Farther out on the Cape, in Wellfleet, John Portnoy has also yet to feel a water pinch. The 72-year-old keeps bees, an activity that requires a stable water supply.
To make honey, bees gather nectar from nearby plants and bring it back to their hive. But when droughts hit, plants produce less nectar to conserve water, leaving the bees little to work with.
That’s what happened to Portnoy last year, he said. This year, “It’s still dry, but it’s much moister than last year.”
In Pittsfield, Maine, where drought conditions are severe, Mayor Heather Donahue said the dry spell hasn’t affected her town too badly yet. But summer has just begun.
“I think most people start feeling it later in the summer, like July into August, when wells start to dry up and we lose what ground water is there,” she said. “We’re not where we’re supposed to be, but for us right now, we’re not seeing severe effects of drought.”
Donahue, who has owned Balfour Farm in Pittsfield with her husband for about a decade, said the dry conditions have helped the dairy farm, although “that could change pretty quickly.”
“We actually were able to get about two-thirds of our hay in already, which is really unusual for us,” she said. “Because it’s dry, we can get on a lot more of our fields. We haven’t had these spring storms that soak the fields [so that] we can’t get on them with the tractors.”
But later in the summer, when the heat intensifies, the dry ground will mean less grass to feed the cows, she said.
On Nantucket, Sean Oberly is also minding the dry weather’s effect on grass, but not to feed cows.
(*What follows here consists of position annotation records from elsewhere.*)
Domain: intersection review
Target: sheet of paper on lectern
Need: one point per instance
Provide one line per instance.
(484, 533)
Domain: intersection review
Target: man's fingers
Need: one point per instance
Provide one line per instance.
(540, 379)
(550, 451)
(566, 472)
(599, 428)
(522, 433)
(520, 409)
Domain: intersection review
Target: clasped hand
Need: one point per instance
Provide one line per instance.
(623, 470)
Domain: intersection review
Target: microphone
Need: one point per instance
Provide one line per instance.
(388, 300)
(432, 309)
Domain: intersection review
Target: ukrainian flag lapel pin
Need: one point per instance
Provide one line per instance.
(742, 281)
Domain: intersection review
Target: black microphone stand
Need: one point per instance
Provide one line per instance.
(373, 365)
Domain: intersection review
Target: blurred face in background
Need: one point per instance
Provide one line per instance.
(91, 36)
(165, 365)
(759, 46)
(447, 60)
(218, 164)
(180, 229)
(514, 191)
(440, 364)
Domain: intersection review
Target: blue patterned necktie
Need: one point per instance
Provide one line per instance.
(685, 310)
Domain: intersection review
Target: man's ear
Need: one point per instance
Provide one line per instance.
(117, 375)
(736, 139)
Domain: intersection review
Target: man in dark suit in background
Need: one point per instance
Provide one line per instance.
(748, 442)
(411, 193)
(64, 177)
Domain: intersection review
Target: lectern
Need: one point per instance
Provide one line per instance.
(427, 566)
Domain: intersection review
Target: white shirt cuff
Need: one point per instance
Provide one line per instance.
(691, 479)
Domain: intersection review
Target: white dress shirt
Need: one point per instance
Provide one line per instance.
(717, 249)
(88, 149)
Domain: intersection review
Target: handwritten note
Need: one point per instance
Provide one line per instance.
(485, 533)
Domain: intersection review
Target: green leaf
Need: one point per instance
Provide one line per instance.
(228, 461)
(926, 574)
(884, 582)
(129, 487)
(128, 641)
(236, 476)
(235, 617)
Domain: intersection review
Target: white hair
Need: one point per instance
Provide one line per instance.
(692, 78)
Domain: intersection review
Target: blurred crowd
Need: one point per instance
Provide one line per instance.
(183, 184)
Oberly is the director of agronomy at Miacomet Golf Course, where he is tasked with keeping the club’s 18 holes lush and verdant. But unlike for Donahue, the dry spell has not been good news.
Although Nantucket is not included in the state’s drought declaration, the US Drought Monitor lists it as “abnormally dry.” Last year, Oberly said, the course came close to reaching its water-use limit, which is set by the state Department of Environmental Protection. This year, it’s on track to do so again.
Oberly has already stopped watering the course’s driving range, because “if it gets brown out there, it is what it is.” Oberly’s team also uses an advanced monitoring system to better control how water is used on the course.
What’s beyond their control are the most crucial elements: heat and the frequency and intensity of rain. After this week’s heat wave, fingers are crossed.
“It’s almost like, ‘Here we go,’ ” Oberly said. “It’s happening so early this year that we’re worried about how much water we’re going to use.”